#  > Dating >  > Vrouw zoekt Man >  Salaam! Op zoek naar een spontane, vrolijke bekeerling.

## Arabsich1988

Een leuke bekeerde man die op korte termijn bereid is om te trouwen...ben zelf spontaan, gezellig, hou van lachen en zoek dat dus ook in een leuke man!...heb niet veel eisen, als je maar leuk, gezellig, hyginisch, maatje, serieus en een toekomst wil opbouwen.
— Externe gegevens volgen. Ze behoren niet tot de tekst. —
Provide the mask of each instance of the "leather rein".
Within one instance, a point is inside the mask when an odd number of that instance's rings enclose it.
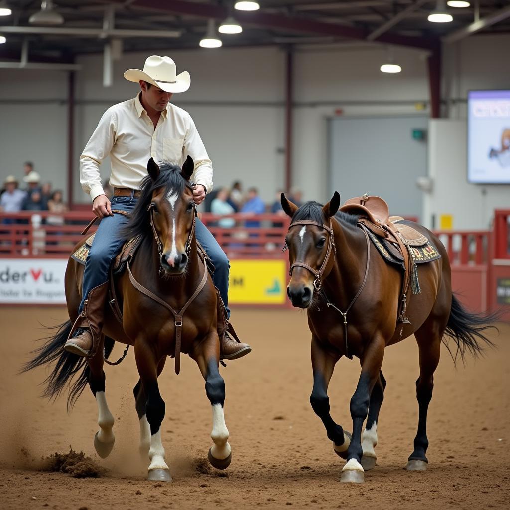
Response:
[[[292,271],[296,267],[302,267],[305,269],[308,269],[308,271],[312,273],[312,274],[315,277],[315,279],[314,280],[314,287],[318,294],[319,292],[322,287],[322,276],[324,275],[324,272],[325,271],[326,268],[327,266],[327,263],[329,261],[332,252],[333,252],[333,254],[334,261],[335,260],[336,257],[337,248],[335,244],[335,238],[331,219],[330,218],[329,219],[329,225],[325,225],[322,223],[319,223],[318,221],[314,221],[313,220],[301,220],[301,221],[295,221],[294,223],[291,224],[290,226],[289,227],[289,231],[290,230],[292,227],[295,226],[296,225],[314,225],[316,226],[318,226],[321,228],[323,228],[329,234],[329,239],[328,241],[326,256],[324,257],[324,261],[321,265],[320,268],[319,269],[318,271],[314,269],[308,264],[304,264],[303,262],[294,262],[294,264],[293,264],[291,266],[290,270],[289,272],[289,276],[292,276]],[[361,294],[363,289],[365,288],[365,285],[367,283],[367,278],[368,276],[368,269],[370,265],[370,241],[368,238],[368,234],[367,234],[366,231],[362,224],[358,223],[358,226],[360,226],[363,231],[363,233],[365,234],[365,237],[367,241],[367,261],[365,268],[365,275],[363,277],[363,281],[361,284],[361,286],[358,289],[358,292],[356,293],[351,302],[349,303],[349,305],[347,307],[345,312],[342,312],[339,308],[338,308],[334,304],[333,304],[333,303],[329,301],[329,299],[328,299],[327,296],[326,295],[326,293],[323,290],[322,290],[322,294],[324,295],[326,301],[326,305],[328,308],[331,308],[334,309],[340,313],[344,318],[344,337],[345,339],[345,355],[349,358],[349,360],[352,359],[352,356],[351,354],[349,353],[349,345],[347,341],[347,313],[350,310],[351,307],[353,304],[354,304],[354,303],[356,302],[356,300],[360,297],[360,294]],[[282,251],[285,251],[287,249],[287,243],[286,243]],[[318,308],[318,310],[320,310],[320,309]]]

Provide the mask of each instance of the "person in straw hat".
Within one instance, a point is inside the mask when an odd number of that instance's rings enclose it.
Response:
[[[82,299],[79,312],[85,316],[77,321],[64,348],[86,356],[98,341],[108,289],[108,272],[112,261],[125,240],[118,237],[128,221],[112,210],[131,212],[138,198],[137,190],[147,175],[147,163],[167,162],[182,166],[190,156],[195,163],[192,180],[195,183],[195,202],[203,201],[213,187],[213,168],[203,143],[190,114],[170,103],[174,93],[190,86],[187,71],[177,74],[169,57],[152,55],[143,70],[128,69],[124,78],[140,84],[141,90],[133,99],[110,107],[104,114],[80,158],[80,182],[92,200],[92,211],[101,218],[87,259],[83,276]],[[101,183],[99,167],[110,157],[110,184],[114,188],[111,202]],[[214,265],[214,285],[227,307],[229,263],[212,234],[198,218],[197,239]],[[230,311],[227,308],[227,313]],[[221,358],[232,360],[248,354],[246,344],[225,335]]]
[[[27,193],[18,188],[18,180],[9,175],[4,183],[5,191],[0,198],[0,211],[6,213],[17,213],[21,210]],[[7,221],[6,221],[7,220]],[[4,218],[4,223],[12,223],[11,218]]]

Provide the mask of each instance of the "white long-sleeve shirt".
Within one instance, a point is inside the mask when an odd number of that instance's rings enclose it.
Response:
[[[147,175],[147,163],[167,162],[182,166],[188,156],[195,170],[191,180],[209,193],[213,168],[195,123],[185,110],[168,103],[154,129],[138,95],[114,105],[103,114],[80,157],[80,181],[92,200],[105,194],[99,167],[110,156],[110,184],[115,188],[139,189]]]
alleen berichten als je serieus bent...geen vage contacten. ben zelf een dame van 29 jaar oud.

----------


## Jamal 020

Salam ,

Je topic spreekt me aan
Heb je whatsapp,communiceert makkelijker

Beslemma

----------


## Man-Vrijgezel

> Een leuke bekeerde man die op korte termijn bereid is om te trouwen...ben zelf spontaan, gezellig, hou van lachen en zoek dat dus ook in een leuke man!...heb niet veel eisen, als je maar leuk, gezellig, hyginisch, maatje, serieus en een toekomst wil opbouwen.
> 
> alleen berichten als je serieus bent...geen vage contacten. ben zelf een dame van 29 jaar oud.


Salaam Alaykoum, waar kom jij vandaan?

----------